Allegations by Irish skippers of discrimination have been challenged by Minister Fahey, who called a meeting of industry leaders and public representatives to "correct misleading reports and misinformation".
He said statistics showed on average that foreign vessels accounted for 65 per cent of all boardings during the tuna fishery, and despite a 2:1 ratio of boardings for foreign vessels compared to Irish boats, "the four detentions in 2000 for alleged breaches of regulations were Irish boats".
The Minister added that the 2.5km maximum driftnet rule was being "strictly enforced by French authorities and the EU Commission", and that no evidence to the contrary has been produced: "If the Irish industry has hard evidence, I will take delivery of it and personally take it up with Minister Glavany," he said.
The 2001 Irish tuna quota is 3,158 tonnes giving a potential value of £10m. Some 14 owners of 18 boats in the driftnet fishery enjoyed a turnover last year of some £8m. Stressing the "illegal and unsustainable" use of driftnets in excess of 2.5km, Minister Fahey said that any breach of the regulation "damages the potential for Irish fishermen to maximise the value of the fishery".
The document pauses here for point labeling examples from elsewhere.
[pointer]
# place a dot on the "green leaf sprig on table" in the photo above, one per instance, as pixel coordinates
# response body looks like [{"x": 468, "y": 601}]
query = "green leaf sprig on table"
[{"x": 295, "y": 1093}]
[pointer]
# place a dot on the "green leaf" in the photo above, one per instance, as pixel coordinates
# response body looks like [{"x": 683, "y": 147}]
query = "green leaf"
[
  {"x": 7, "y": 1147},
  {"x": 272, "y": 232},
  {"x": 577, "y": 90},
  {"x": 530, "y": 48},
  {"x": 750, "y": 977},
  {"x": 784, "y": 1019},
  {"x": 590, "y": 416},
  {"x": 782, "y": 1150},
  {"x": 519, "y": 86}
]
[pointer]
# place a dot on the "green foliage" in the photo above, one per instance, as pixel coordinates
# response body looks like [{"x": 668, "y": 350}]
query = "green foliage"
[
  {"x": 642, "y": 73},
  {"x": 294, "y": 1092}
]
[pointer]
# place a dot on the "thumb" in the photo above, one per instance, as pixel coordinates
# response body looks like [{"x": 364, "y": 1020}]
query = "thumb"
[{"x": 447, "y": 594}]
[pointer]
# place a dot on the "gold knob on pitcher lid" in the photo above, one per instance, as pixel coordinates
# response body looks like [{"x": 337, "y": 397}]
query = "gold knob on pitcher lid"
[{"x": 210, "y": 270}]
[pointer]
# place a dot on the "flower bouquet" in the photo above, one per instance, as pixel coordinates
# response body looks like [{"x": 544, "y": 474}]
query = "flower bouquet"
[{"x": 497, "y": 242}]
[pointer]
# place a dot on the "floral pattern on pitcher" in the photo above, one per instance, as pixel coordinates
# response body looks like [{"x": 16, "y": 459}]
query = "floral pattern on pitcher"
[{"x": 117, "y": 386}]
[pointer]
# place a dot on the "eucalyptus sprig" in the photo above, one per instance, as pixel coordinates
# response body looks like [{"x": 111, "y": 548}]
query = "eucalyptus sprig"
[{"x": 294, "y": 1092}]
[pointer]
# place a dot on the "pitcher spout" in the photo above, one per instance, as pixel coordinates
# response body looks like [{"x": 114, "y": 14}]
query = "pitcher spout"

Minister Fahey said the fact that the driftnet ban would be taking effect next year meant that the task of developing viable and profitable alternative fishing methods remained the key strategy: "Significant investment in the region of £3m has already been made by my department and BIM in supporting alternative fishing methods that have potential, such as longlining, trolling and midwater trawling.
"These methods will be further analysed, tested and developed by ourselves and the industry so that the industry can continue to flourish in the years ahead," he said. Chief executive of the Killybegs Fishermen’s Organisation Sean O’Donoghue said that despite many arguments, the reality was that the alternatives to driftnetting "are proving viable. Nobody can tell me that Irish pelagic fishermen are not as good as the French, and given a little experience, I would expect this fishery to take off for Ireland."